August 26, 2008

White House May Protect Larger Areas of Pacific Waters

The White House announced on Monday that certain areas of U.S. Pacific Ocean waters could be protected as marine sanctuaries or monuments.

President George W. Bush called for U.S. secretaries of the Interior, Defense and Commerce departments to assess whether certain locations in the Pacific should be designated as marine protected areas, White House spokesman Tony Fratto said.

A group of islands and atolls in the remote central Pacific, including the Rose Atoll near American Samoa, and some of the waters around the Northern Mariana Islands in the western Pacific are currently under consideration.

The announcement comes just one month after President Bush lifted a White House ban on offshore drilling as gas prices hit record highs.

If all the new places mentioned by Bush were protected, the territory would total more than 891,000 square miles, an area larger than Texas and Alaska combined.

"These areas are host to some of the world's most biodiverse coral reefs and habitat and some of the most interesting and compelling geological formations in all of our oceans," Fratto said, speaking from Crawford, Texas.

Bush advised his cabinet secretaries that their recommendations should not limit military activities and should be consistent with freedom of navigation and international law.
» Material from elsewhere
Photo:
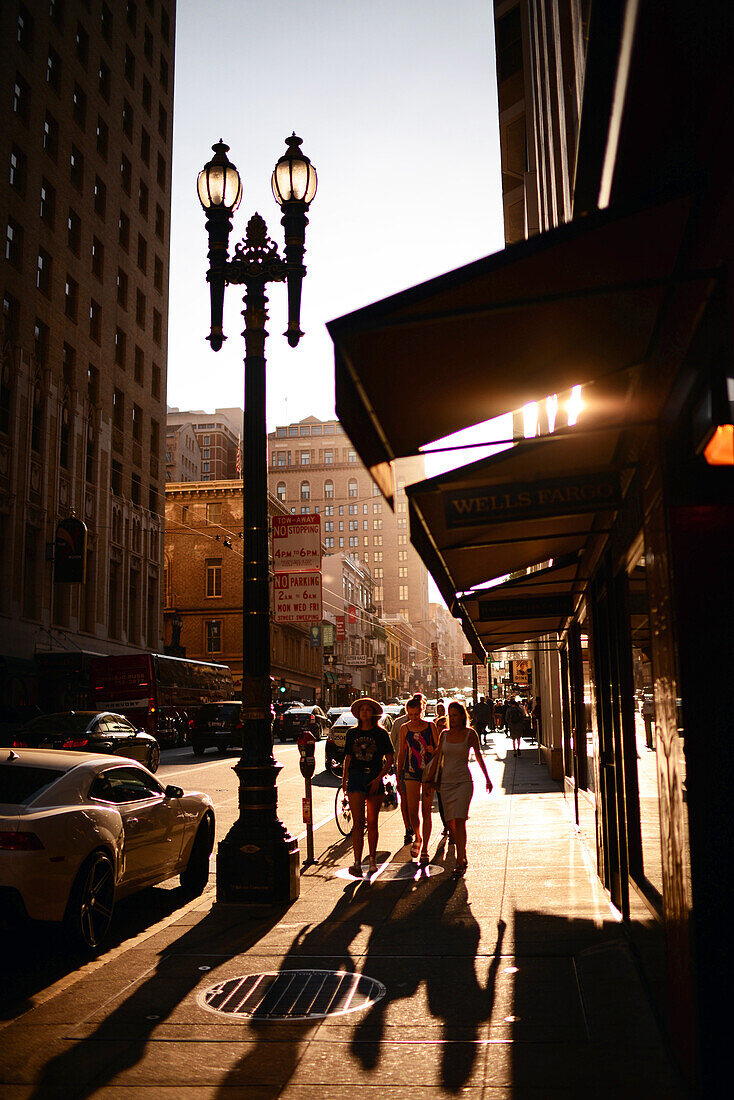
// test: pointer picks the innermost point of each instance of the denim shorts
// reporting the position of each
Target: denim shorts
(358, 782)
In 2006, Bush established a national monument in the northwestern Hawaiian Islands, creating the largest marine protected area in the world.
Joshua Reichert of the Pew Environment Group called the announcement "a hopeful sign for ocean conservation" but said designation as a marine sanctuary or monument could still permit commercial fishing and deep sea mining.

"However, if the president establishes these new sites as no-take reserves, where no extractive activity is allowed, it would be one of the most significant environmental achievements of any U.S. president," Reichert said in a statement.

"The president is on the cusp of conserving more territory than any leader has ever done. That's an amazing legacy to leave the nation," said Fred Krupp, president of Environmental Defense Fund.